The Pakistani military has been a vital supporter, and securer, of China’s projects in Pakistan.

Wooing Pakistan’s Military
Though the relationship between China and Pakistan has clearly grown closer, it has not been without tension. 
CPEC could still be vulnerable to political shifts in Pakistan — as happened this year in Malaysia, which shelved three big projects by Chinese companies.
Campaigning during the parliamentary elections that made him prime minister in July, Imran Khan vowed to review CPEC projects and renegotiate them if he won. 
In September, after meeting in Saudi Arabia with the crown prince, Mr. Khan said that the kingdom had agreed to invest in CPEC too.

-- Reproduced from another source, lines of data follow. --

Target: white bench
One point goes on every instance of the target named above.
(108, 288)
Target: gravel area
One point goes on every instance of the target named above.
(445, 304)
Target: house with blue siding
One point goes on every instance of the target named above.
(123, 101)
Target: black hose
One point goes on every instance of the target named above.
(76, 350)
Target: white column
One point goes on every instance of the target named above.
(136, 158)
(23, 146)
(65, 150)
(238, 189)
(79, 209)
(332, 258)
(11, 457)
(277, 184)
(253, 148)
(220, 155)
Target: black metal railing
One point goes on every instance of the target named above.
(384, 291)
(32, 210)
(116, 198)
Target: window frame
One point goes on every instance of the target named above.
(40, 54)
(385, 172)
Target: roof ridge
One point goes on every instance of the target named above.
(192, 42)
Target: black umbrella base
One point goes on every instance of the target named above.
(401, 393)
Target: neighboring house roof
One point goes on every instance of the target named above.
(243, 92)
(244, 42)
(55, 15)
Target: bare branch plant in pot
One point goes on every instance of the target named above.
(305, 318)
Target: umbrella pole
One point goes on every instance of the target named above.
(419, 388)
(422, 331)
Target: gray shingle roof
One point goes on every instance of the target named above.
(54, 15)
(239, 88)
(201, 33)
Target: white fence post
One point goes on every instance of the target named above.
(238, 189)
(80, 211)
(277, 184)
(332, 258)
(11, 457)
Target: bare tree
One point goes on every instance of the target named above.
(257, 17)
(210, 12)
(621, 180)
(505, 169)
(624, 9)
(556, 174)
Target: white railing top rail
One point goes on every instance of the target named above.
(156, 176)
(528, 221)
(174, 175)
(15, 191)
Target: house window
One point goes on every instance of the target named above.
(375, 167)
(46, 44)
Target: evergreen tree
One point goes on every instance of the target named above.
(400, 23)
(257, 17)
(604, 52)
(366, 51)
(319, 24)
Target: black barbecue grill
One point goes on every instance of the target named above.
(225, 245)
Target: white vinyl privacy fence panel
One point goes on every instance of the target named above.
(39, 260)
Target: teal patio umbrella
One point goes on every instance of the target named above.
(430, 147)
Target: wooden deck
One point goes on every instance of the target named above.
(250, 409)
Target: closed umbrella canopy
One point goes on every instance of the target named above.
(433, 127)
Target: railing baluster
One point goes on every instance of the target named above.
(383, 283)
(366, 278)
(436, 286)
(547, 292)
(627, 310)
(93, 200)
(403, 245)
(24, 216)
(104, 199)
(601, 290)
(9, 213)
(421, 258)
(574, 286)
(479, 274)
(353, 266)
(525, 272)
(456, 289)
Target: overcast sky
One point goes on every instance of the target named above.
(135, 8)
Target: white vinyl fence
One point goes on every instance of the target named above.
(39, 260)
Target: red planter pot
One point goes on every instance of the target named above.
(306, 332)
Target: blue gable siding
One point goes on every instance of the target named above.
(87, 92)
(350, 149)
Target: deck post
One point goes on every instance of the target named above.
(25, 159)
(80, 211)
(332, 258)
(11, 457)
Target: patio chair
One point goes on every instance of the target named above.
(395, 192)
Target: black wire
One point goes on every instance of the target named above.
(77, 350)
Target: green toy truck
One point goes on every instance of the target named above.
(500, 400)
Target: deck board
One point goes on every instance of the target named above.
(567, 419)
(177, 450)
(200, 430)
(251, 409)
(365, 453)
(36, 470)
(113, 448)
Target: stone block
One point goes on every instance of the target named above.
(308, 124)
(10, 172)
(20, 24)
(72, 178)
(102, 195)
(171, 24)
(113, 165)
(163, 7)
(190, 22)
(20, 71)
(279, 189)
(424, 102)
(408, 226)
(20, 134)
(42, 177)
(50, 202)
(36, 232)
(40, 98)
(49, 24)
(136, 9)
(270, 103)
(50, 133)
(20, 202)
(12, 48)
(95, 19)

Pakistan’s new commerce minister then proposed pausing all CPEC projects while the government assessed them.
The moves by Pakistan’s new government angered Beijing, which was concerned they could set back Belt and Road globally.

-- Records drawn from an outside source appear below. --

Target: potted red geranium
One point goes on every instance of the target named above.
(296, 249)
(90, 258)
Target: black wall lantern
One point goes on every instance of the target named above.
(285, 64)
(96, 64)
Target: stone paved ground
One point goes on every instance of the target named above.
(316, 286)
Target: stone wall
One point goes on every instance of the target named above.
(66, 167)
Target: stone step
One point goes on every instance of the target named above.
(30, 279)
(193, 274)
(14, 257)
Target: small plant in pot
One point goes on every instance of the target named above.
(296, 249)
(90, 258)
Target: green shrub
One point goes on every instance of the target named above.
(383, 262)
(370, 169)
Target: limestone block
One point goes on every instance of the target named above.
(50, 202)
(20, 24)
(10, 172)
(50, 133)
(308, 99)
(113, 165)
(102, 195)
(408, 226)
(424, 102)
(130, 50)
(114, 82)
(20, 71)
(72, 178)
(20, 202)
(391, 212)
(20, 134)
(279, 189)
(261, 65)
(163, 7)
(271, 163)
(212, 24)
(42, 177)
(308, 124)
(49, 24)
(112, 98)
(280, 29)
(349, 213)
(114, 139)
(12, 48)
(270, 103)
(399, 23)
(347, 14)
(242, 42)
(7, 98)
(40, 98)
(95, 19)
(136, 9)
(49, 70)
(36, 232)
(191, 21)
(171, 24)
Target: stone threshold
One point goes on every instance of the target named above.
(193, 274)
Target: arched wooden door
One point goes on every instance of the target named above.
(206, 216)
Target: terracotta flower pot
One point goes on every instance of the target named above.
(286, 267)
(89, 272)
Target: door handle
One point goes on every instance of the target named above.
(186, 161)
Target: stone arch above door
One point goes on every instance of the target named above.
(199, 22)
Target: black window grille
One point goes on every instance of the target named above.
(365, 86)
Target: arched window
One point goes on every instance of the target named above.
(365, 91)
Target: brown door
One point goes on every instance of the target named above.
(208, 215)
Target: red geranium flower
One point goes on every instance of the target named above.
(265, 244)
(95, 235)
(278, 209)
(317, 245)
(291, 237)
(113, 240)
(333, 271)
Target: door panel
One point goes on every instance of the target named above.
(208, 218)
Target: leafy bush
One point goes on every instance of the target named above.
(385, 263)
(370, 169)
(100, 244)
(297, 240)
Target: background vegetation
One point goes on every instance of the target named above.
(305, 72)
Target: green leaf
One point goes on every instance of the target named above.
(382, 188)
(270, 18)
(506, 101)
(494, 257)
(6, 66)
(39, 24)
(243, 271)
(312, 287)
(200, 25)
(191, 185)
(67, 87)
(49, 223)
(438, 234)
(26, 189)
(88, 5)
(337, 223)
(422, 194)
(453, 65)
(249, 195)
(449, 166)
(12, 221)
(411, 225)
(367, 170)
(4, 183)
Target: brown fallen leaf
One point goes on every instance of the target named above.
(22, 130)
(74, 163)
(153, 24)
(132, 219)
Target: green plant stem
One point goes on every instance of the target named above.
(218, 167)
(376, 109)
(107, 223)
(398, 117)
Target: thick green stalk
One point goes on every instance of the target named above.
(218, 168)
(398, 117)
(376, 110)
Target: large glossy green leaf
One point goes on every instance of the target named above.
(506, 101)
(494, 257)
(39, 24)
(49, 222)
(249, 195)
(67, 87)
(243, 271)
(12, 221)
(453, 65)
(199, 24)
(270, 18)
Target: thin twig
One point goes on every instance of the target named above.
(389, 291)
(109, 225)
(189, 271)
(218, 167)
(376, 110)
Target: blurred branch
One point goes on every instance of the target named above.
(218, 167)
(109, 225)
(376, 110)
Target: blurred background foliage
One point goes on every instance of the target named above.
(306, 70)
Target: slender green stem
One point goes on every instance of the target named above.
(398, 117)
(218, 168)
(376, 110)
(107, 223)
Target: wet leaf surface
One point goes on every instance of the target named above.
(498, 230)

But in Pakistan, China has a steady ally it can approach to smooth things over: the country’s powerful military establishment, which stands to fill its coffers with millions of dollars through CPEC as the military’s construction companies win infrastructure bids.

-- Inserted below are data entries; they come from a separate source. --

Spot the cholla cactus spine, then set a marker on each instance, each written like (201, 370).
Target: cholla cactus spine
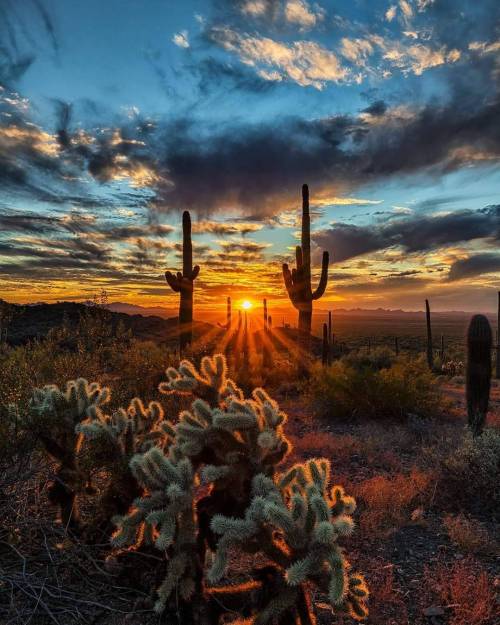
(54, 415)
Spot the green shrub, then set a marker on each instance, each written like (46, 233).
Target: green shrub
(344, 391)
(470, 473)
(233, 447)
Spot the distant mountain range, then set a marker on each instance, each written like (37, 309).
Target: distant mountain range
(34, 321)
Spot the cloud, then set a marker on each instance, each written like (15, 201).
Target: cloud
(483, 47)
(412, 234)
(225, 228)
(301, 13)
(306, 63)
(216, 75)
(474, 266)
(181, 39)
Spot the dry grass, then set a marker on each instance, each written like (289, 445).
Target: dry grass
(387, 606)
(466, 591)
(469, 535)
(389, 501)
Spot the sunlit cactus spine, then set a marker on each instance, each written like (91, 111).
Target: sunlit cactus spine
(298, 281)
(296, 521)
(111, 441)
(183, 283)
(478, 372)
(430, 354)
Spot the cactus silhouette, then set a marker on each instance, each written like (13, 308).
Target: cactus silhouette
(298, 280)
(325, 350)
(183, 283)
(478, 374)
(430, 356)
(497, 371)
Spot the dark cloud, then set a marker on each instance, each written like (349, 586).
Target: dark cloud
(474, 266)
(216, 75)
(377, 108)
(414, 234)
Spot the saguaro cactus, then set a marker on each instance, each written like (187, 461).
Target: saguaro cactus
(325, 349)
(183, 283)
(478, 374)
(298, 281)
(228, 313)
(497, 371)
(430, 355)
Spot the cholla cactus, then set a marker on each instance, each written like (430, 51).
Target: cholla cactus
(296, 521)
(165, 515)
(54, 415)
(129, 431)
(243, 432)
(112, 441)
(209, 382)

Shortly after the commerce minister’s comments, the Pakistani Army’s top commander, Gen. Qamar Javed Bajwa, hurried to Beijing for an unannounced visit with Xi Jinping
The meeting came six weeks before Mr. Khan made his first official visit with the Chinese president, a trip he had listed as a priority.
Statements from the military said Bajwa and Xi spoke extensively about Belt and Road projects.
Bajwa “said that the Belt and Road initiative with CPEC as its flagship is destined to succeed despite all odds, and Pakistan’s army shall ensure security of CPEC at all costs,” read a statement from the Pakistani military.
Shortly after the Beijing meeting, Pakistan’s government rolled back its invitation to Saudi Arabia to join CPEC and all talk of pausing or canceling Chinese projects has stopped.

Prime Minister Imran Khan of Pakistan went to meet Xi Jinping in China in November with high hopes for an economic deal. But few details have been announced.

But China could face another challenge to its investments: a Pakistani financial crisis that has forced Mr. Khan’s government to seek loans from international lenders that require transparency.
Throughout September, international delegations traveled to Islamabad carrying the same message: Reveal the extent of Chinese loans if you want financial assistance.
In a late September meeting with visiting officials from the International Monetary Fund, Pakistan’s government asked for a bailout of up to $12 billion. 
The fund’s representatives pressed Pakistan to share all existing agreements with the Chinese government and demanded I.M.F. input during any future CPEC negotiations — a previously undisclosed facet of the negotiations, according to communications seen by the Fund and a Pakistani official. 
The fund also sought assurances that Pakistan would not use a bailout to repay CPEC loans.
But the Chinese Embassy in Islamabad stepped up its engagement as well, demanding that CPEC deals be kept secret and promising to shore up Pakistan’s finances with bilateral loans, Pakistani officials say.
Three months after taking office, Khan still has not made good on his campaign promises to reveal the nature of the $62 billion investment Beijing has committed to Pakistan, and his government has backtracked on an I.M.F. deal.
In early November, Khan visited Xi in Beijing, a trip during which he was expected to clinch bilateral loans and grants to ease Pakistan’s financial crisis.
Instead, his government walked away with vague promises of a deal “in principle,” but refused to disclose any details.

A Chinese national flag, center at the Sahiwal coal power plant in Pakistan, which cost about $1.9 billion to build. Pakistan now owes around $119 million in back payments to Chinese companies just for operating the plant.